Kate, I’m happy to say, has brightened since her normal endoscopy. She’s had a hell of a few months, especially December. She had me to care for, the  grandkids here for 8 wonderful, exhausting days and the threat of some dire disease lurking under her constant fatigue. It’s enough to throw even this steady Norwegian into a bit of a spin.

Gertie loves the snow. She goes outside and immediately plunges her face into the snow, pushing along with her nose as a plow. Then she hops up, shakes off and falls over on her back, sensuously rolling this way and that, legs in the air, squirming like an overturned bug. Kepler and Rigel like the snow, too, but they’re not that enthusiastic.

At An Undisclosed Location

Winter                                                                          Cold Moon

There’s a bright golden haze on Black Mountain. The clouds presaging the storm pile up over the continental divide to the west, then begin to slip over to our side. The sun’s rising and it has painted those clouds with a brush from Raphael’s palate. Over the course of the day they will slump this way, graying the sky and carrying the moisture necessary for what Weather5280 now estimates as 10-20 inches of new snow. And so we rest in those delicious moments before the heavy snow arrives, estimated to be around 9:30 a.m.

New information in divorce matters. Jen has moved out of the house on Pontiac Street to an “undisclosed location.” Ruth apparently knows where it is, but didn’t offer to tell Jon and he won’t ask. That’s part of the restraining order which is still in place, no using the kids as communication conduits. This is a positive moment for Jon though because it means he can get in the house and get the remainder of his stuff.

Kepler has astounded Kate and me.
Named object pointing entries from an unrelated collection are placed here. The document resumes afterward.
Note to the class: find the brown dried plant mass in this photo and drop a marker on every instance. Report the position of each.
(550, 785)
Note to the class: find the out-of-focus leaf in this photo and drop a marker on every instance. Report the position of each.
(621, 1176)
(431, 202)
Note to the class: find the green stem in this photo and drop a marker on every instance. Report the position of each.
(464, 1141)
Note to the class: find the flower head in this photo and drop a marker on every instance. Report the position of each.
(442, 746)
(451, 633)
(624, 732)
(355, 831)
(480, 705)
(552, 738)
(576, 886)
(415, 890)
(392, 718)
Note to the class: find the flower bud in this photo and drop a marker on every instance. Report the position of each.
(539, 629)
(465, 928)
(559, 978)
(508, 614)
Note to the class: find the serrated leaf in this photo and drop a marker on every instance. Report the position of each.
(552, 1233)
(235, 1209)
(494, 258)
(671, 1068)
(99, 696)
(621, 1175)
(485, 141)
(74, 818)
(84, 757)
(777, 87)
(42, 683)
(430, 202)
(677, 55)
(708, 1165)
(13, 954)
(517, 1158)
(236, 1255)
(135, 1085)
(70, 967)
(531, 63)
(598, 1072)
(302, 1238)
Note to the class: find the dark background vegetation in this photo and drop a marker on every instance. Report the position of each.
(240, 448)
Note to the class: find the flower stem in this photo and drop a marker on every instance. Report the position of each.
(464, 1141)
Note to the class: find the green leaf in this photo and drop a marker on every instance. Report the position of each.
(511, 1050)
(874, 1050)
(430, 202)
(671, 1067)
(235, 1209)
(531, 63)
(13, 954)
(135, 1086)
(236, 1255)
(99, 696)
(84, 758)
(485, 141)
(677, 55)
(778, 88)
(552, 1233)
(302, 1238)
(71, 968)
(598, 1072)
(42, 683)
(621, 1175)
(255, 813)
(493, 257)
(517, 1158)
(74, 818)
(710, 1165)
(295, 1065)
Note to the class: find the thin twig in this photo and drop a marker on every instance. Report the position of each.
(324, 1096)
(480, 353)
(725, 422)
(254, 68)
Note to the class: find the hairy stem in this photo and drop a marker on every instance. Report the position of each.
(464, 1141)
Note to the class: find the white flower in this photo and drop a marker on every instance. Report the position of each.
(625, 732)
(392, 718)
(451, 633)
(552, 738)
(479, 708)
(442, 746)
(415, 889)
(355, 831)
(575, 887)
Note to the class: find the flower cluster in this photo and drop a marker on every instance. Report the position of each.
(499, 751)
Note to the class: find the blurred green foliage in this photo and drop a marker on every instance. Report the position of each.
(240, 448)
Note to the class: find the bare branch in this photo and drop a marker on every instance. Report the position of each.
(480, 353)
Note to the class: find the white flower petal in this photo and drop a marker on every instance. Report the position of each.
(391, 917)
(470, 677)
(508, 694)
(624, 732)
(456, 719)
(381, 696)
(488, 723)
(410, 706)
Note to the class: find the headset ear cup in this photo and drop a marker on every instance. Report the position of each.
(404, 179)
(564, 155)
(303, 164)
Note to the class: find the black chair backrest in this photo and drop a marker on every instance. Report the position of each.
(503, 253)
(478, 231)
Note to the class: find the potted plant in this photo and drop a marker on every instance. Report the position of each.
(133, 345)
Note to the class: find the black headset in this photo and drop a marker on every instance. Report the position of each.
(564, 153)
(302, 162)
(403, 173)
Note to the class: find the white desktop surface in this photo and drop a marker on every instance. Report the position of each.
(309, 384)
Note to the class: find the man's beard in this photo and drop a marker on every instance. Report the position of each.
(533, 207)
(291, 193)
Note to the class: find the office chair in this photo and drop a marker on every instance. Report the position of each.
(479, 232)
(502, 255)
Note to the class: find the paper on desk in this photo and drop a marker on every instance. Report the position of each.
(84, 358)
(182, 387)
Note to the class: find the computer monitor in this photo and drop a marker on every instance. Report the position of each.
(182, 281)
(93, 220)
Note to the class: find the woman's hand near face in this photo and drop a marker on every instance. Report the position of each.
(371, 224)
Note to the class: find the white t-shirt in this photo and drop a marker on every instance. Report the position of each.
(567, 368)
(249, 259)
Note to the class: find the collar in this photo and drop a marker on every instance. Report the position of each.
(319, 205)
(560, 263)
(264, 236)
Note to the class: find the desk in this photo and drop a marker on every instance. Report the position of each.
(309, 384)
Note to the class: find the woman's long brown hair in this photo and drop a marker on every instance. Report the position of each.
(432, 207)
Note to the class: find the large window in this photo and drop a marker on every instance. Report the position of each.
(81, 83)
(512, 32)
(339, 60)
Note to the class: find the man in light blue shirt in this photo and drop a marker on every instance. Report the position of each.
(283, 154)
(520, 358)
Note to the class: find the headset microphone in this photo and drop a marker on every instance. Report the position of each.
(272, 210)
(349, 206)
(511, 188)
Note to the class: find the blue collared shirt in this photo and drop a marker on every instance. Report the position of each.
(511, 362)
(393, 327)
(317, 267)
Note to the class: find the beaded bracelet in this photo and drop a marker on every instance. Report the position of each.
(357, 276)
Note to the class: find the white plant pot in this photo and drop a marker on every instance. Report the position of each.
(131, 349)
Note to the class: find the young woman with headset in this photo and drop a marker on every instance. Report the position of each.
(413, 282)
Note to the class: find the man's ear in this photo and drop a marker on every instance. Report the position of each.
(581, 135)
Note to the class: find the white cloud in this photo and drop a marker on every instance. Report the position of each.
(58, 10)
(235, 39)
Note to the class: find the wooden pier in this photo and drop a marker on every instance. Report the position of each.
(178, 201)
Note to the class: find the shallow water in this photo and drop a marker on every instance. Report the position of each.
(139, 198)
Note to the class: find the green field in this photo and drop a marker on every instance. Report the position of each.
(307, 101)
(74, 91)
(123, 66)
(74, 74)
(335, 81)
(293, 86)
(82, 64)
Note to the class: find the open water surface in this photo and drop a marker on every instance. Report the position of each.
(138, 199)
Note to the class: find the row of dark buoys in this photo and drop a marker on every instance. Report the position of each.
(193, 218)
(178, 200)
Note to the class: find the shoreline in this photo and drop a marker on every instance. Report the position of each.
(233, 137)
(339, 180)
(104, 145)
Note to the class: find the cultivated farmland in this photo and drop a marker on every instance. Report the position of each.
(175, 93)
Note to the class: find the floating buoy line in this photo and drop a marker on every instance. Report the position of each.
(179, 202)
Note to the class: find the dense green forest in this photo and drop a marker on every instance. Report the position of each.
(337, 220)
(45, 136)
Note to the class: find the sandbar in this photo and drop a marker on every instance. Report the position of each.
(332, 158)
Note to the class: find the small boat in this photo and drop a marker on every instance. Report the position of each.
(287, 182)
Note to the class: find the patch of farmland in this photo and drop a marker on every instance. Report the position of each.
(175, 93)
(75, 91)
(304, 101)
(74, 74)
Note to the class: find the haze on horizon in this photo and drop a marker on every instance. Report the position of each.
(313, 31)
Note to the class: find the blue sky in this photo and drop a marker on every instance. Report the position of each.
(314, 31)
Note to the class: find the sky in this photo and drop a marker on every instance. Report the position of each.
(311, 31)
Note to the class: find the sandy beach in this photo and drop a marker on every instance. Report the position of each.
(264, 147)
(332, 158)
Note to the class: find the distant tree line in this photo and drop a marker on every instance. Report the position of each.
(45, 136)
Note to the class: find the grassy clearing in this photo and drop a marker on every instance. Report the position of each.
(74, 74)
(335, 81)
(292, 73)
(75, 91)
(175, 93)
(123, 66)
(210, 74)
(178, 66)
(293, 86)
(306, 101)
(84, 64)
He tore off the outside nail on his left front paw, leaving the quick exposed. Pretty painful. We took him to the vet on Monday. They sedated him, cleaned up the nail, put a bandage on it, then wrapped the whole foot in a bandage and some leopard spotted coban. He has not touched the foot bandage. Not at all. Every other dog we’ve had would have had that damn thing off the same night without an e-collar.
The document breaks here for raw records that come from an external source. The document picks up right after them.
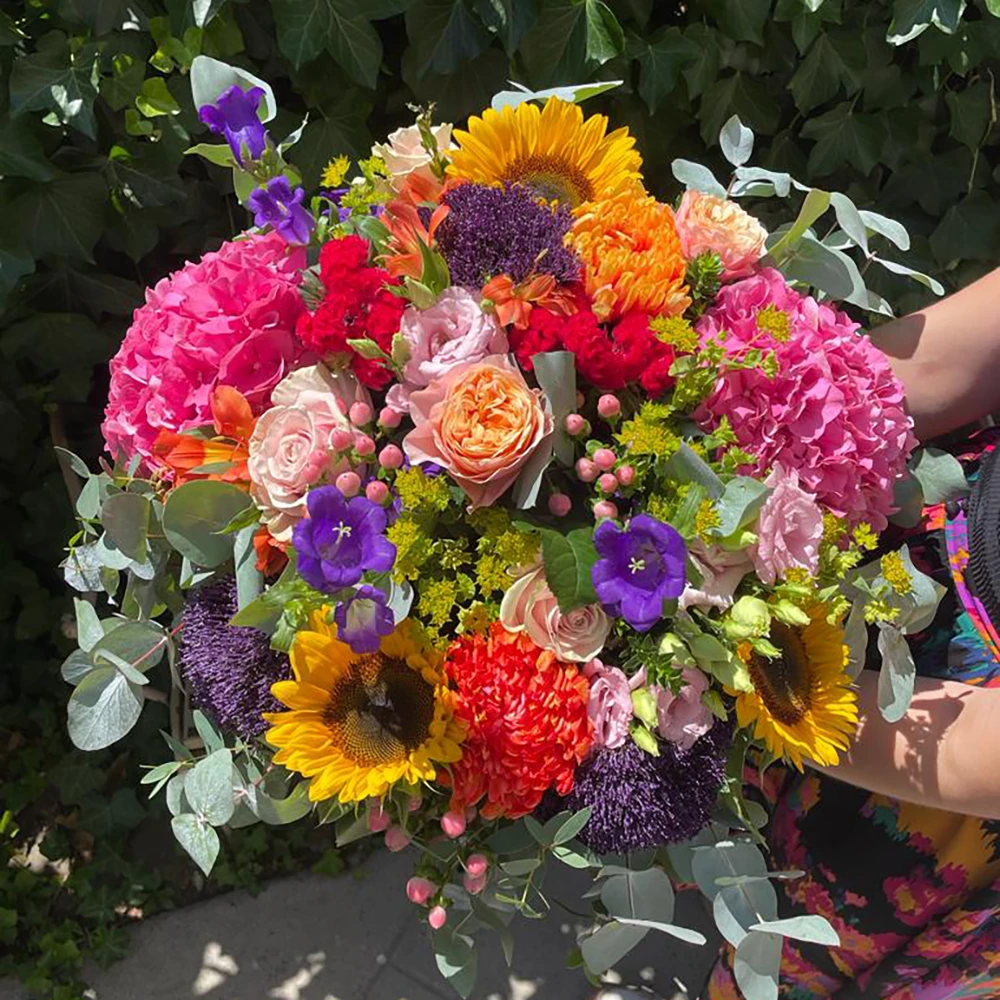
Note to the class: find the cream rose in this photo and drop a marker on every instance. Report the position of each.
(530, 606)
(290, 448)
(404, 153)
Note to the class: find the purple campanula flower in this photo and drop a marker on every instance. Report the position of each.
(641, 566)
(341, 540)
(235, 116)
(278, 206)
(364, 618)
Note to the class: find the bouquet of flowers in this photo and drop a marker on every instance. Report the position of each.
(489, 504)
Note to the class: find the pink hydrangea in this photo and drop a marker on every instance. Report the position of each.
(834, 412)
(227, 319)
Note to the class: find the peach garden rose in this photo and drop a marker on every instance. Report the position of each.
(482, 423)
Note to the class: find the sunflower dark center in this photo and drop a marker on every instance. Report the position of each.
(552, 177)
(784, 683)
(381, 711)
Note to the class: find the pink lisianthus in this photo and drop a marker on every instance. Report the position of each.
(706, 222)
(683, 718)
(530, 606)
(610, 703)
(292, 448)
(721, 573)
(833, 413)
(789, 529)
(227, 319)
(451, 332)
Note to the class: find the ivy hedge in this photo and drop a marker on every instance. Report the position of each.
(892, 101)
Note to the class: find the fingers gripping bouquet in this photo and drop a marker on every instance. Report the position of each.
(492, 505)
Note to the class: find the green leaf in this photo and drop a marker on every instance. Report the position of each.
(757, 964)
(844, 135)
(443, 34)
(54, 79)
(64, 217)
(21, 154)
(103, 707)
(610, 943)
(209, 788)
(811, 928)
(661, 59)
(568, 561)
(911, 18)
(605, 38)
(198, 838)
(196, 513)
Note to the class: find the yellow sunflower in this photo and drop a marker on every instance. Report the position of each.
(802, 705)
(552, 149)
(360, 722)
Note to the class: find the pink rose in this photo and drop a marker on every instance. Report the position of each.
(291, 447)
(451, 332)
(529, 606)
(721, 573)
(706, 222)
(482, 423)
(789, 528)
(609, 705)
(682, 718)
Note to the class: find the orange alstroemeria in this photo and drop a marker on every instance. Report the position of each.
(233, 422)
(513, 303)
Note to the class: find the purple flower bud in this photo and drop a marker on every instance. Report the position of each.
(281, 208)
(235, 116)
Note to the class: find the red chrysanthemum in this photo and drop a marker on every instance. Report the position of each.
(526, 719)
(358, 305)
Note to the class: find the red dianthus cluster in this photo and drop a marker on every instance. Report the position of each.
(609, 360)
(357, 306)
(526, 722)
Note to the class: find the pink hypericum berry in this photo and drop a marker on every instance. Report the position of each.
(477, 864)
(377, 492)
(349, 483)
(364, 445)
(341, 439)
(396, 839)
(378, 818)
(388, 417)
(419, 890)
(453, 824)
(474, 884)
(609, 406)
(560, 504)
(605, 458)
(390, 457)
(361, 414)
(626, 475)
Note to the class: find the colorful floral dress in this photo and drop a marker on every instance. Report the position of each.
(913, 892)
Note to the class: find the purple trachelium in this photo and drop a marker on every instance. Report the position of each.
(363, 619)
(491, 231)
(641, 566)
(278, 206)
(639, 801)
(235, 116)
(229, 669)
(341, 540)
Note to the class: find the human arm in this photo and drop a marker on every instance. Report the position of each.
(948, 357)
(943, 753)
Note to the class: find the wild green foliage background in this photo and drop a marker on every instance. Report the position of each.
(891, 101)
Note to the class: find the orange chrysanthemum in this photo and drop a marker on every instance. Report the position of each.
(526, 720)
(632, 258)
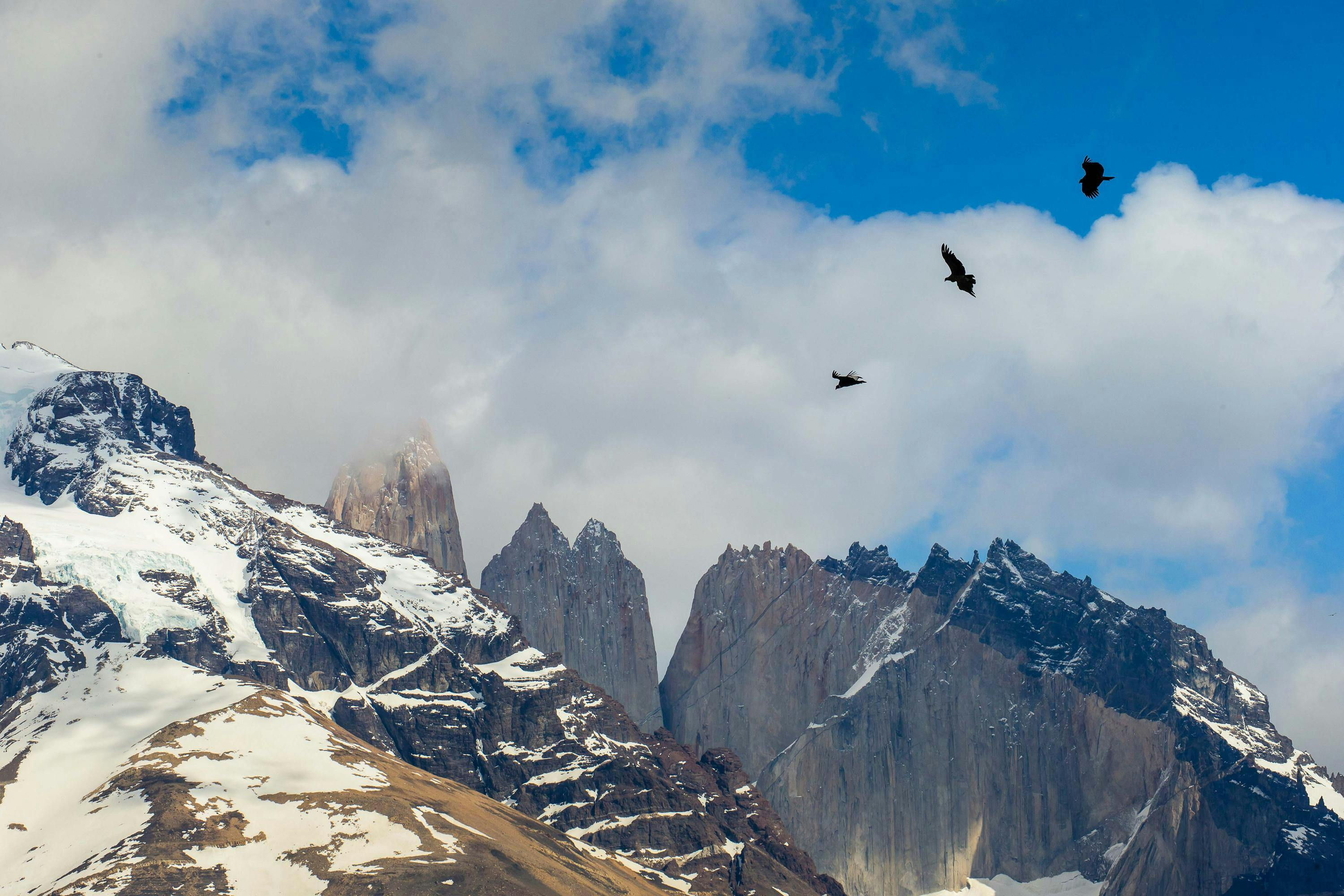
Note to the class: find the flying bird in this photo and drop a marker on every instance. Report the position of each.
(964, 281)
(1092, 178)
I’ve rethought turning my life over again. The threads I’ve got established are substantial and nourishing: novels, working out, Latin, this blog, mountain living, friendships, Beth Evergreen. I want to sustain the momentum I have in all these areas, so my life will remain much the same. Two changes I do want to make. I want to include more reading time, reading non-fiction on such topics as: the West, American political life, magic, science. Also, I need to find, sometime in the next month or so, a platform for the anti-Trump work.

It will be awhile before the rhythms reestablish and the new changes take hold. Though the knee is no longer painful, there’s still a long way to go before it’s rehabbed. That means distractions related to the knee will continue. Also, I have to wrestle this sleep demon to the ground and exorcise it. These things will happen.

 

Sleep. Gone.

Winter                                                     Cold Moon

Sleep has finally gone on holiday for me. Not sure why, maybe no reason. Over the weekend I did have withdrawal symptoms since I stopped my narcotics: chills, upset stomach, agitation, generally feeling lousy. Kate says lost sleep might be part of withdrawal, too. I hope so.
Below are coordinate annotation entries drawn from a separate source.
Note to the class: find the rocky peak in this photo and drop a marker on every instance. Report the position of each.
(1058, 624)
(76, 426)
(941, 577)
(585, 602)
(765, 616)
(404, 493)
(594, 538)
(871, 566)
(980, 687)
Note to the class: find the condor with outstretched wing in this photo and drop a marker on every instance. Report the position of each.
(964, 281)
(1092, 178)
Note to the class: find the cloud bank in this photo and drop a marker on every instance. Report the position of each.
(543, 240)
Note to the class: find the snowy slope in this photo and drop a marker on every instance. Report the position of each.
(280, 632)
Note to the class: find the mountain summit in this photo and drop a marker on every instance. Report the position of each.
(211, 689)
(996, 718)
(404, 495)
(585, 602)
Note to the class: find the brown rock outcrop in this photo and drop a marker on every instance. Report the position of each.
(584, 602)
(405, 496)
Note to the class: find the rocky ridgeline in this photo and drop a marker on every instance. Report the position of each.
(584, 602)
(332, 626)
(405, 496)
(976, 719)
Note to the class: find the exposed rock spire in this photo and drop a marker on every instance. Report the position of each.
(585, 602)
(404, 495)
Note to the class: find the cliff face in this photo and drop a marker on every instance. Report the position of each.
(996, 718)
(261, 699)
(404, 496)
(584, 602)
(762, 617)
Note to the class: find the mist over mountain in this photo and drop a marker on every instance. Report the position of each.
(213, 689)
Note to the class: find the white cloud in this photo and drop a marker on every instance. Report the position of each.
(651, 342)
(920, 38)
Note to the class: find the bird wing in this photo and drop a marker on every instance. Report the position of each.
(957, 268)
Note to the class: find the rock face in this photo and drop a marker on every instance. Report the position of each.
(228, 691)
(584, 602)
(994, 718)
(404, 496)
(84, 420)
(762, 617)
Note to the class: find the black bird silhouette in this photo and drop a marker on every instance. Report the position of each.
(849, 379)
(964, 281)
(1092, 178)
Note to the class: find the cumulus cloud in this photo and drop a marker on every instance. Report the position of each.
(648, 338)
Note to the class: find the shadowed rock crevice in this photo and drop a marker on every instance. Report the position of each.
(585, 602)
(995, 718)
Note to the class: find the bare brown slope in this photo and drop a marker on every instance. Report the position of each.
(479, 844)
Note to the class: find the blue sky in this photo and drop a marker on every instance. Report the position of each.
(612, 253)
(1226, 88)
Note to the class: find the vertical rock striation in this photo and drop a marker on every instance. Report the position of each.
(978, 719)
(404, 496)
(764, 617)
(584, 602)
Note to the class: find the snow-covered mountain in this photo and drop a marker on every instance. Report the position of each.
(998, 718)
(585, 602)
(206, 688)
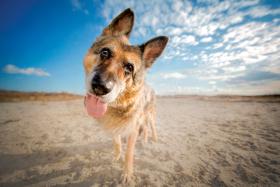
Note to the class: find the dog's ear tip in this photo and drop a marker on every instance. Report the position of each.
(129, 11)
(164, 38)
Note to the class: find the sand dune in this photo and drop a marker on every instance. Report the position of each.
(202, 142)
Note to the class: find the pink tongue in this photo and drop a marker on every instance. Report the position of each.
(95, 107)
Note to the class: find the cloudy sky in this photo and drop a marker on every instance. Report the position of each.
(228, 47)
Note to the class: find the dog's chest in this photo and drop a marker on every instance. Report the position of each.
(121, 121)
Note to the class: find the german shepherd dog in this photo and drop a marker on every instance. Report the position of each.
(117, 95)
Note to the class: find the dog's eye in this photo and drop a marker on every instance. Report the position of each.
(128, 68)
(105, 53)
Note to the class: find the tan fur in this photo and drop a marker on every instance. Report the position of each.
(134, 107)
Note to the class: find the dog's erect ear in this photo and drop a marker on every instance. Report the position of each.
(121, 25)
(152, 49)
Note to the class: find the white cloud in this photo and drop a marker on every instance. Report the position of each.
(12, 69)
(174, 75)
(206, 39)
(224, 40)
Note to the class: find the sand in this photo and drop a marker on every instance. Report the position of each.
(202, 142)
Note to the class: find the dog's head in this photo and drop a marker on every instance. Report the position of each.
(112, 65)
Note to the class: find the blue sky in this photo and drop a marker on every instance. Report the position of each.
(227, 47)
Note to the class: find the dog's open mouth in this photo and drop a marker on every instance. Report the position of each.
(94, 106)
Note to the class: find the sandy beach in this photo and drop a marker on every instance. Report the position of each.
(202, 142)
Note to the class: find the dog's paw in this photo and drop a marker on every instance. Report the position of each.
(126, 178)
(116, 157)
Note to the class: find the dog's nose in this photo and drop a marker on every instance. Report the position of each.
(99, 86)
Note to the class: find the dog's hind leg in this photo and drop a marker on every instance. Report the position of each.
(117, 147)
(128, 167)
(153, 127)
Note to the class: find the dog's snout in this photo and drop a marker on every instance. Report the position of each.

We’re in storm’s coming mode. Not much of a storm by last winter’s showing, but at least a bona fide winter weather warning. 6-12 inches at the outside. I like it. We have no where to go and can enjoy the snow as it comes. I’ll be cleaning off the deck, which is pretty easy, but if plowing is required Ted will do it, that’s Ted of All Trades.

The knee has largely quit hurting, moves with more ease and is easier to use to go up stairs. The recovery arc is positive.

Haven’t mentioned the divorce in a while. Final orders were cut, so the marriage dissolved officially on Nov. 28. The house is the big remaining obstacle. It needs to be sold because both of them need the proceeds to pay for lawyers and to buy new homes. The hot, hot Denver housing market suggests the house will sell quickly and for a substantial gain. I hope so.

Of course, with joint custody and decision making, as I discovered, you are really divorced to someone, rather than from someone.